Emme and Kristian pop in again and we head off to get on with some Swedish tourism. I can see where we’re gong from the door step. In one of Millencolin’s first releases, a tape and a EP called Melak, parts of Orebro are drawn into the background. One such piece is the crazy Mushroom Water Tower, also known properly as Orebro Vattentorn.

A claustrophobic ride to the top has a few of us shaken, it is a little scary. There’s a sticker that looks like a quality control check above the door. It appears to have expired six months ago. Thankyou Swedish Tourism Elevator Inspector Control. The lights have corresponding letters that don’t make sense to me. There’s not T for Top or B for Bottom or L for Lookout, so I look to the others for guidance on when is a good time to get out. There are three lights, I assume these are top, bottom and broken.

The view from the top is amazing.

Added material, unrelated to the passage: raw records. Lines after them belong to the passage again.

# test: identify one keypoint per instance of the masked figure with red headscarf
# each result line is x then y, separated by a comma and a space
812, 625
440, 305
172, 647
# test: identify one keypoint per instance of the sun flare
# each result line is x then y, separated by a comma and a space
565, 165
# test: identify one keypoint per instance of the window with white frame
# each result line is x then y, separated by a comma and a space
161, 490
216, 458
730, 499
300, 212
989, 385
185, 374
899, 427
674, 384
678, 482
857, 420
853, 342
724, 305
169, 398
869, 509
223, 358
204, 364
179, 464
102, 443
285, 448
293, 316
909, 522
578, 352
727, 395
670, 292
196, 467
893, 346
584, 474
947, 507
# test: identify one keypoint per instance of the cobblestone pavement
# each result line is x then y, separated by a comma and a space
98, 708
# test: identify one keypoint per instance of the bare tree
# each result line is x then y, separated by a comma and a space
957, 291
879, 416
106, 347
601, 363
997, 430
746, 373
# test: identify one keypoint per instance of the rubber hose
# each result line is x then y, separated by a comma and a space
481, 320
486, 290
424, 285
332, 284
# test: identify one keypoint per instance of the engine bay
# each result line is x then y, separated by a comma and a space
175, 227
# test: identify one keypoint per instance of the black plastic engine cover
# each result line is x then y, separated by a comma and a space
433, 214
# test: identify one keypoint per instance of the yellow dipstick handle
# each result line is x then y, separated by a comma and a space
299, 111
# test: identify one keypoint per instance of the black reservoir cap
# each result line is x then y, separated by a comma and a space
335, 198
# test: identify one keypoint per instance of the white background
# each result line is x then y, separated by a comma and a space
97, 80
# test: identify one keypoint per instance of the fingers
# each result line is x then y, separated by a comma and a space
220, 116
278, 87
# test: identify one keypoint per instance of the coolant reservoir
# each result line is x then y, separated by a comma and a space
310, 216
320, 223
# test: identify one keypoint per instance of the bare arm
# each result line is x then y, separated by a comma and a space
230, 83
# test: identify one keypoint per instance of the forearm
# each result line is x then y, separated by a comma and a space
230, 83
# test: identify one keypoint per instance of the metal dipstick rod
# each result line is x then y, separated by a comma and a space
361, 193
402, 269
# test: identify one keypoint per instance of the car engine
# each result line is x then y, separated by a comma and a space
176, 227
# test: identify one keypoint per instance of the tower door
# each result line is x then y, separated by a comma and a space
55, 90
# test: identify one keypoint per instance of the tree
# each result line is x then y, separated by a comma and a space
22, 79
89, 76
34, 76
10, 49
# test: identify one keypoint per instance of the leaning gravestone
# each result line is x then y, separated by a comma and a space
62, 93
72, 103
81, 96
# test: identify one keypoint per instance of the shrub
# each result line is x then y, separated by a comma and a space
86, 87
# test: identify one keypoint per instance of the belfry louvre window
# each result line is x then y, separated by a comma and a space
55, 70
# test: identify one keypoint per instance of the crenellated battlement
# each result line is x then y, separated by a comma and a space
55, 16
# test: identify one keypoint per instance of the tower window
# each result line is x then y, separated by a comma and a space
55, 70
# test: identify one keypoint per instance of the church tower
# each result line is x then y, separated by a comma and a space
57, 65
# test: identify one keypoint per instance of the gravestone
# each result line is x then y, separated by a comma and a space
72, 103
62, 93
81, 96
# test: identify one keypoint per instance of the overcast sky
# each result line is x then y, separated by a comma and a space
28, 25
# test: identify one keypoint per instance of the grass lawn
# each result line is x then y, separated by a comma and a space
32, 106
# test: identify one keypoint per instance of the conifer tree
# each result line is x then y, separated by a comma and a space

Every so often a tourism plaque lets me know what I’m seeing – the Slag mountain on the horizon, the Nature Park, the two churches and more. The cloud cover gives the horizon line a blue glow, the mountain ranges (if they can be called that) reminding me of home. Orebro’s forests can be seen from up here, houses along the outskirts slowly taken back by the trees and disappearing amongst them. The houses are labeled a very traditional Swedish view, possibly lagom to some people. It’s here I learn about the colouring of the houses. The red colour comes from the copper mines, largely due to the colours low cost and easy accessibility, and became a staple colour for the country because of it. Inside the tower are educational displays using water, showing the reason for have a tank so high and houses less than four stories in the city, and how that guy on the top floor must have really bad water pressure.

We head to the shopping district for a present for Jasper. He is having a birthday dinner tonight nearby, and getting him a present proves a little harder than expected. His favourite things are said to be anime related, but such a store does not exist in Orebro, and ebay doesn’t really do last minute shopping. There is a Swedish version of ebay, and no, I’m told it’s called Swebay.

Along the way we find a craft shop, one that appears to be Sophie’s favourite shop in Orebro, if not the world, and I can see why. Think of a better version of Spotlight, much more select in their variety, but because of the Swedish element there’s a bit of Ikea here too. I’m on the look out for another black texta, having used up the one I got from Utrecht in Brosarp for the exhibition. Sophie picks up a blank canvas on sale that is big enough to take her into the air with a gentle gust of wind. And the streets are windy today.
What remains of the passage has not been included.